In opposing the motion for summary judgment, the plaintiff argued that the defendant had misused the product on the stairs given that non-skid additive label stated that one unit of additive was needed for one gallon of product, the receipts showed that ten gallons of product were purchased but only four units of additive. The judge concluded that the disputed issues of fact were not material.

While the fact that a danger is obvious discharges a landowner’s duty to warn, it does not discharge the landowner’s duty to maintain the premises. A business owner owes two duties to a business invitee: (1) a duty to warn of perils that were known or should have been known to the owner and which the invitee could not discovery; and (2) a duty to take ordinary care to keep its premises reasonably safe.

In this case, the court found there was a factual dispute created as to whether the defendant maintained its premises in a reasonably safe condition. Thus, while the court affirmed the trial judge’s order granting summary judgment in the defendant’s favor with regard to the duty to warn of a concealed danger, it reversed the order as to the duty to maintain the premises in a reasonably safe condition.
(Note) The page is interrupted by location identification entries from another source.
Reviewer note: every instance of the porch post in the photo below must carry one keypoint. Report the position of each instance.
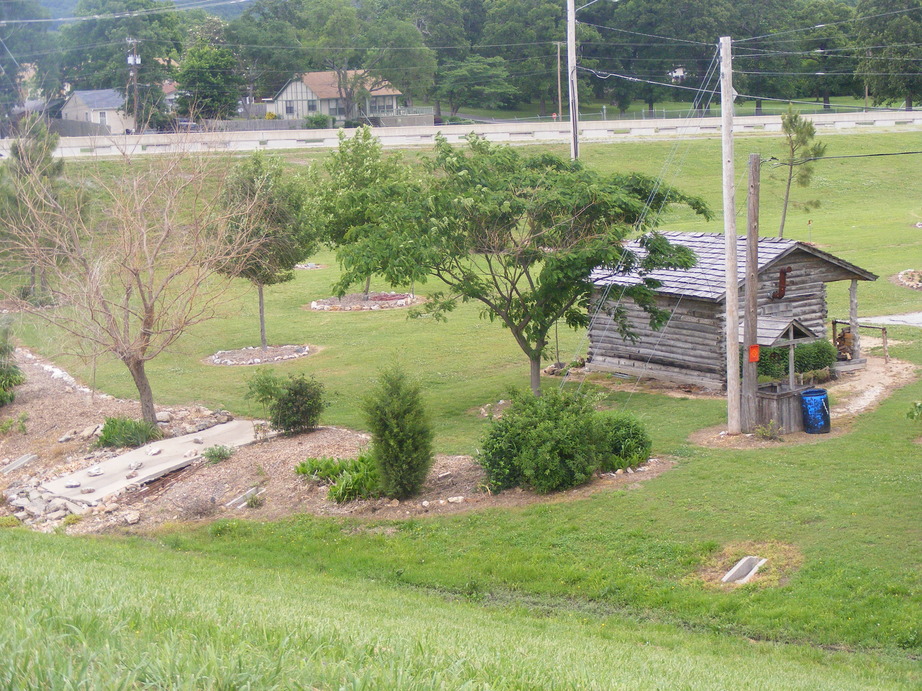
(853, 319)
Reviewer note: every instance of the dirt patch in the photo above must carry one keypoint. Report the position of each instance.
(54, 404)
(910, 278)
(255, 355)
(783, 561)
(853, 393)
(357, 302)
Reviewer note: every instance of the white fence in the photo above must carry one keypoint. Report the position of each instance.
(591, 131)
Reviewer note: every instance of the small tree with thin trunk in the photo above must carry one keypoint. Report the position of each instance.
(131, 255)
(521, 235)
(799, 153)
(273, 222)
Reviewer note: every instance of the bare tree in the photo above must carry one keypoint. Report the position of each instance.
(131, 252)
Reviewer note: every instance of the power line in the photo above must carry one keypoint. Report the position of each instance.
(821, 26)
(195, 5)
(640, 33)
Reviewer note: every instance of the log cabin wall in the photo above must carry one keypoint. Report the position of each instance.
(688, 350)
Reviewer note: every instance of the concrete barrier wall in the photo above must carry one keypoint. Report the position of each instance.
(595, 131)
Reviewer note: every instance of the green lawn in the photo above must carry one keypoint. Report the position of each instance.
(598, 593)
(108, 614)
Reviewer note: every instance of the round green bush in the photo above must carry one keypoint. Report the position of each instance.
(621, 441)
(298, 405)
(546, 443)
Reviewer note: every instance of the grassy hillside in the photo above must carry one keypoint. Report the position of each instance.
(110, 614)
(605, 592)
TRIAL COURT ERRED IN DENYING DEFENDANT NURSING HOME’S MOTION TO COMPEL ARBITRATION ON THE BASIS THAT THE SECOND READMISSION AGREEMENT WAS INVALID BECAUSE IT WAS EXECUTED BY THE RESIDENT’S SON WHO DID NOT HAVE POWER OF ATTORNEY OR LEGAL AUTHORITY TO ACT ON BEHALF OF THE RESIDENT–BECAUSE THE INITIAL ARBITRATION AGREEMENT SIGNED DID BIND THE RESIDENT, THE TRIAL COURT SHOULD HAVE DETERMINED WHETHER THAT ARBITRATION AGREEMENT WAS VALID ON ITS FACE.

4927 Voorhees Road v. Mallard, 40 Fla. Law Weekly D977 (Fla. 2nd DCA April 24, 2015):

A woman entered a nursing home in April of 2009. She signed the original Admission Agreement which included an agreement to arbitrate. It stated that if not canceled, the agreement would be binding on the resident for this and all other admissions without need for further renewal.
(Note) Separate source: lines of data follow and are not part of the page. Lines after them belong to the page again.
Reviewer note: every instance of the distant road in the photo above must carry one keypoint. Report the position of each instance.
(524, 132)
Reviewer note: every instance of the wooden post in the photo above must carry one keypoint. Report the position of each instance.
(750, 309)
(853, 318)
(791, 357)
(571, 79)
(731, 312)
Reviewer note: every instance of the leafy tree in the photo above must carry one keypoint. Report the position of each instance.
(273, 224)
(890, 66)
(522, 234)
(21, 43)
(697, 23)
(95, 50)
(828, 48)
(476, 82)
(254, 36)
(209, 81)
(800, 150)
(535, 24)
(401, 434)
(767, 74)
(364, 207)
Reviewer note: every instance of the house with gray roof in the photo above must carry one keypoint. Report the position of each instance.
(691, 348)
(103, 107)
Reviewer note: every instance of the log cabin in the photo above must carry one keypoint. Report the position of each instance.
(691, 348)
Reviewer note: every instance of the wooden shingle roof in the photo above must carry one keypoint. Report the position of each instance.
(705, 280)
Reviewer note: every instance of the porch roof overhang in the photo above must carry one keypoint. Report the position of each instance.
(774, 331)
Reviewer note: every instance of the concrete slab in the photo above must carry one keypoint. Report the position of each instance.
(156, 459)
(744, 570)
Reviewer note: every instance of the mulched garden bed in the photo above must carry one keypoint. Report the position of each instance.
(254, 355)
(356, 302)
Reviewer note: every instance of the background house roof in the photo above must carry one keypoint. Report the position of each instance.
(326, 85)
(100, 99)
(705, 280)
Subsequent to the woman’s initial admission, she was hospitalized and returned to the nursing home several weeks later. She executed a “Readmission” agreement, providing that she would abide by all the terms and conditions of the initial Admission Agreement.

Following a second hospitalization, she again returned and signed another “Readmission” agreement with identical language to the first. This one was executed by her son who did not have a power of attorney or other legal authority to act on her behalf.

While the parties did not present evidence regarding their respective performances during the second Readmission to the nursing home, such evidence was unnecessary to determine whether the arbitration agreement signed by the decedent in her first admission would extend to her readmissions. The terms of the Admission Agreement expressly bound the resident from the time of her first admission, including all of her other admissions.

Arbitration provisions are contractual in nature, and construction of such provisions and the contracts in which they appear remain a matter of contract interpretation. All provisions of the arbitration agreement must be interpreted in such a way so as to prevent rendering them meaningless.

In this case, the only way to give meaning to the provision in the arbitration agreement contemplating readmissions, was to determine that the original execution of a readmission agreement was unnecessary, based upon what was stated in the first Admission Agreement. The court found the arbitration agreement executed by the decedent and included in the original Admission Agreement remained in effect at all times. However, the court did not consider whether the arbitration agreement was valid on its face, nor did the Estate concede its validity. That would be the only issue remaining–if an issue at all–on remand.